Thrilled to be chosen, Sarah said: “When I first started making lights from waste plastic bottles I always hoped that Coca Cola would notice me and my work and get in touch. So being commissioned by them for the Olympics really is a dream come true for me. It feels like a great honour to be working with Coca Cola for this once in a life time event. ”
The lights make quite a statement being two metres wide and are made using 190 plastic Coca Cola bottles each. There are five of the large lights in total, each is made up of rings of the plastic bottles and a globe in the middle. The globe is Sarah’s Cola 30 design which is made from, you guessed it, 30 Coca Cola bottles; each one hand cut and sculpted into decorative forms.
The Cola 30 was the first light Sarah made from waste plastic bottles when she first started her work over four years ago. This was the design Coca Cola first noticed and expressed interest in, after all it is made using their bottles and is named after them!
“I wanted the lights to have an Olympic look to them which is why I chose to make them as circular disks with rings of the plastic bottles, reminiscent of the Olympic rings. I also liked the idea of having the classic looking light bulbs visible, it reminded me of the infamous Coca Cola Christmas truck. I really wanted to include my Cola 30 light, I thought the contrast between the whole plastic bottles and the transformation they go through with the Cola 30 was a fantastic thing to show.” said Sarah
They also commissioned her to make an enormous sculpture nine metres tall made from waste Coca Cola bottles and cans. Thousands of pieces were hand cut then tied onto invisible wires in the form of a diver freeze framed in three different stages of a high dive. When the breeze catches the wires the pieces spin and move adding life and energy to the sculpture.
Sarah said: “I thought that as sport and the Olympics is all about energy, activity and movement, I wanted to somehow portray this in the sculpture.
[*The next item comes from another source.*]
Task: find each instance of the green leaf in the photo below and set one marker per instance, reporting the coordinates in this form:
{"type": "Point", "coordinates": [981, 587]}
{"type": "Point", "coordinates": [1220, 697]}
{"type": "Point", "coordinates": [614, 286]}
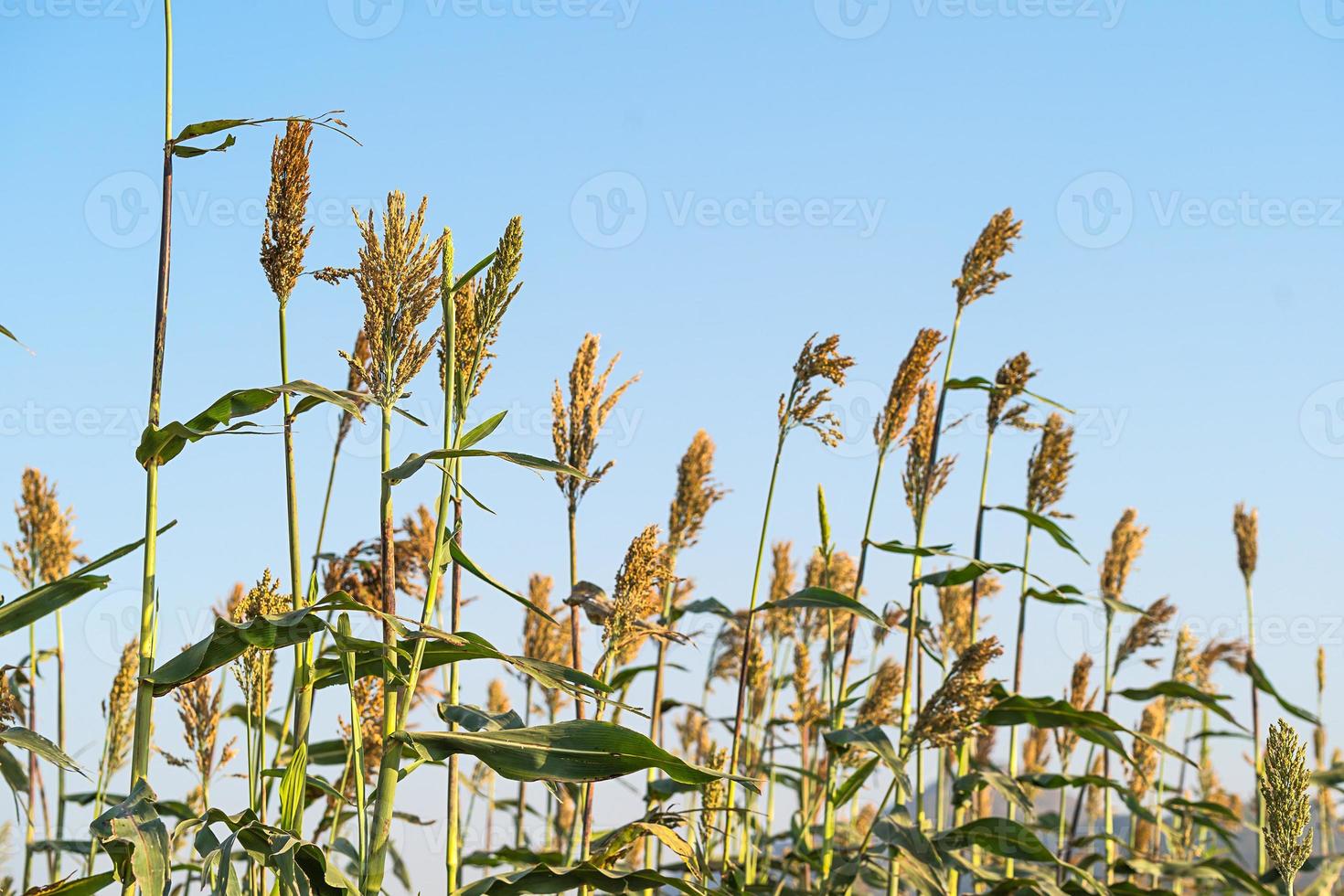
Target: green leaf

This is when I thought about showing a high diver in different stages of the dive. Diving fascinates me, it’s so precise and graceful yet quick and over in a moment. I thought by capturing and almost freeze framing the dive in its different stages we can look at them in more detail and celebrate them.”
This idea works very well in the space. The diver jumps off the high board on the first floor, turns into a pike through the stairwell and the final stage is the diver entering the water. The final stage is a personal favourite of Sarah’s, just the legs are shown entering the water and a big splash is created. She says: “I think this adds a little humour to the piece as well as intrigue to the guests as they first enter the centre. They will just see the two legs sticking out of the water and will make them want to see the rest of the story”.
The ‘splash’ is made using waste plastic bottles which are then melted to give the bubbly texture and look of water.
Coca Cola have already commissioned Sarah for more work, she has just finished creating table centre pieces for the Langham Hotel in central London. Coca Cola have taken over this prestigious hotel for their guests to stay in for the duration of the Olympics so hopefully this is just the start of fruitful collaboration!